Cecília, sua análise, embora pragmaticamente correta ao apontar o financiamento via Irã, padece de um reducionismo liberal que trata a resistência armada como mero sintoma de uma “indústria da guerra”, quando na verdade ela é a expressão política de uma estrutura de classes e de um território ocupado. Você fala em “propriedade privada e paz” como se fossem categorias abstratas e universais, mas esquece que, no Líbano, a propriedade privada de grande parte da burguesia libanesa está atrelada ao capital financeiro internacional e aos interesses do sionismo, enquanto o campesinato do sul tem suas terras confiscadas e suas oliveiras queimadas por tanques Merkava. A paz que você invoca é a paz do mercado, a paz da submissão à ordem imperialista, não a paz da justiça social e da autodeterminação dos povos.

A declaração de Mahmoud Qamati, do Hezbolá, precisa ser lida à luz da dialética entre o nacionalismo anti-imperialista e a luta de classes no Oriente Médio. Não se trata de um “grupo armado” genérico, mas de uma organização que, desde 1982, cumpre um papel objetivo de defesa territorial que o Estado libanês, fraturado por seu caráter confessional e pela drenagem de sua soberania para potências estrangeiras, é incapaz de exercer. A resistência não é uma escolha ideológica abstrata; é a resposta material de uma população que, diante da violência sistemática do colonialismo israelense, não encontra outra via senão a guerra popular prolongada. Enquanto o capital internacional lucra com a destruição e a reconstrução, quem segura o fuzil é o filho do camponês e do operário.

Samara, sua perspectiva cristã é interessante, mas corre o risco de cair num moralismo ingênuo se não for acompanhada de uma análise concreta da situação concreta. A “justiça social” que você menciona, para ser efetiva, precisa romper com a caridade burguesa e abraçar a radicalidade da transformação das estruturas de poder. O Hezbolá não é um movimento messiânico; é uma frente que amalgama interesses de classes distintas sob a bandeira da resistência nacional. A verdadeira paz, como ensinou Rosa Luxemburgo, não é a ausência de conflito, mas a resolução das contradições que o geram. E enquanto a burguesia libanesa continuar a fazer negócios com Tel Aviv e Washington, enquanto o Estado libanês for refém do sectarismo e da dívida externa, a resistência armada será a única garantia de que o Líbano não se torne uma mera extensão do projeto sionista.

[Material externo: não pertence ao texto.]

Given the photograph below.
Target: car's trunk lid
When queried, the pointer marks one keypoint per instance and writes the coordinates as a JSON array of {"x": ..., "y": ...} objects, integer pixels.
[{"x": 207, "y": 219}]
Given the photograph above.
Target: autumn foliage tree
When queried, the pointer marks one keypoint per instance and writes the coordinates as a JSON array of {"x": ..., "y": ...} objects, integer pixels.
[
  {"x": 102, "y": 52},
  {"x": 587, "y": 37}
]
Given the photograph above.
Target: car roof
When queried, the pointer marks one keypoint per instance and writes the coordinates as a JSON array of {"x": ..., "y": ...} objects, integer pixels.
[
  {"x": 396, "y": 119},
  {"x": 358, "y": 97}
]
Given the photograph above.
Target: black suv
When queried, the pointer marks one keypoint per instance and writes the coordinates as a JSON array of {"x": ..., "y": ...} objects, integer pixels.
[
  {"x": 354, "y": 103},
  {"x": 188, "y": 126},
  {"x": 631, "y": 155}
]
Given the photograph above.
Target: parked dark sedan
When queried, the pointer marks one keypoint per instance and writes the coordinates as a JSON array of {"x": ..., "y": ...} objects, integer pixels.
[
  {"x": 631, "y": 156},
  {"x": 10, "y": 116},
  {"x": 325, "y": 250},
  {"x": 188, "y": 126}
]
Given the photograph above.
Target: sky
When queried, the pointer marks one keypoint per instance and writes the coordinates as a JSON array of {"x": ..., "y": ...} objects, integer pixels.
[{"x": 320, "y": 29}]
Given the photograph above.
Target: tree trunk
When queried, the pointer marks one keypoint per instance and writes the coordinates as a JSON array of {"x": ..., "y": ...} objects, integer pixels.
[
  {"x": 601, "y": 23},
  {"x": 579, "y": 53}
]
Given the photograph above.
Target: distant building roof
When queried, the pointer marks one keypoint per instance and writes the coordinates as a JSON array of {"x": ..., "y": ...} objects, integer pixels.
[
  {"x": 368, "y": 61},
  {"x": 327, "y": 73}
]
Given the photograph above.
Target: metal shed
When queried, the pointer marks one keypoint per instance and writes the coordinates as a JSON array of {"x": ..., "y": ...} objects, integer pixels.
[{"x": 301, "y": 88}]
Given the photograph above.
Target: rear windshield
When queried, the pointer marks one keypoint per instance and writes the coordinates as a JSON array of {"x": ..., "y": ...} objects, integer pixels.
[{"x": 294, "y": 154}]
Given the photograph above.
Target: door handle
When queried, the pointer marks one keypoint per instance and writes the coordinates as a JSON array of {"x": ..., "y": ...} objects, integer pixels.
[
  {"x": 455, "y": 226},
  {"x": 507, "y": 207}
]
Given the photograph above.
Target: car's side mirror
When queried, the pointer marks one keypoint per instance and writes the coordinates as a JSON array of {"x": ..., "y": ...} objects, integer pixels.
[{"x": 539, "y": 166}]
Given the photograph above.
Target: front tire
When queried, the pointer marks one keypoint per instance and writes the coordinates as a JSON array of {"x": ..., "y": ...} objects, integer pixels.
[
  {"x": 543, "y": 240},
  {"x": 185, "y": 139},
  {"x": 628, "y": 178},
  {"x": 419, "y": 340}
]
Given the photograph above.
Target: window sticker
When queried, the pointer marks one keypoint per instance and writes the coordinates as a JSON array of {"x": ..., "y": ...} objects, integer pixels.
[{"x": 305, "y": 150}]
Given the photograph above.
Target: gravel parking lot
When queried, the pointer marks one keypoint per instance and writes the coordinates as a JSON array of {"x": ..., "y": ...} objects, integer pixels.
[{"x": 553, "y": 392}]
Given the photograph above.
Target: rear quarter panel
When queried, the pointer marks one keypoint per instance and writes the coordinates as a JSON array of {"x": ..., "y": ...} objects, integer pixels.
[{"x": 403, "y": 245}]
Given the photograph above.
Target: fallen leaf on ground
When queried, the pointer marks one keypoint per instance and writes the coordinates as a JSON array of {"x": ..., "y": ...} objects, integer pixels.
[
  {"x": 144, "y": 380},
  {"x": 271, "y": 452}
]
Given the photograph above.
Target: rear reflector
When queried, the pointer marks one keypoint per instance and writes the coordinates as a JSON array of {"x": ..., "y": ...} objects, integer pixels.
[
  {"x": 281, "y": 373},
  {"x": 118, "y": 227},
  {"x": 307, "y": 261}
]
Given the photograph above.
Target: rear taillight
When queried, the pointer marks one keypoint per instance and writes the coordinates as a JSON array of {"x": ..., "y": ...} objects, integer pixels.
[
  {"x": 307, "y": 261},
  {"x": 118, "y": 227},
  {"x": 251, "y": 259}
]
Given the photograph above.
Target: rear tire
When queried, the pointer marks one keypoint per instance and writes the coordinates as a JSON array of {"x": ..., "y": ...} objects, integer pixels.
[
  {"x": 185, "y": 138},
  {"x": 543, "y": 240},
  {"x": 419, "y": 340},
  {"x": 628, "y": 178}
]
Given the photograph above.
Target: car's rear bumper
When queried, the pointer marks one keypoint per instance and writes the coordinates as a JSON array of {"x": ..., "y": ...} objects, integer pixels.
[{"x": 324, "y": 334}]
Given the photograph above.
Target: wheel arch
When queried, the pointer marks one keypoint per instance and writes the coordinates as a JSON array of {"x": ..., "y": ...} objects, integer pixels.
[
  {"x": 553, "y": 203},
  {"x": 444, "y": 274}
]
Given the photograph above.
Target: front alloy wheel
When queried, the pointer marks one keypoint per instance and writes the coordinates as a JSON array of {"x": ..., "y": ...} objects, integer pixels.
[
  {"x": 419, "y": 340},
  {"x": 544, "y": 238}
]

Portanto, não, Cecília, a paz não virá com o desarmamento do Hezbolá, mas sim com o desarmamento da lógica imperialista que sustenta Israel e com a expropriação das oligarquias que lucram com a guerra. A resistência é a consciência armada de um povo que se recusa a ser varrido da história. Enquanto houver um soldado israelense no sul do Líbano, a dialética da história continuará a produzir seus combatentes.

Cecília Alves

05/05/2026

Mais um grupo armado financiado com dinheiro de contribuintes (via Irã) prometendo resistência infinita. Enquanto isso, o contribuinte libanês paga a conta de uma guerra que nunca acaba. Propriedade privada e paz só virão quando esses senhores da guerra perderem o financiamento público.

    Samara Oliveira

    05/05/2026

    Cecília, entendo sua preocupação com os custos humanos e econômicos, mas será que a verdadeira paz vem de ignorar a ocupação e a opressão que geram essa resistência? Como cristã, acredito que justiça social não se constrói calando quem luta por sua terra, e sim enfrentando as raízes da desigualdade que alimentam esses ciclos de violência.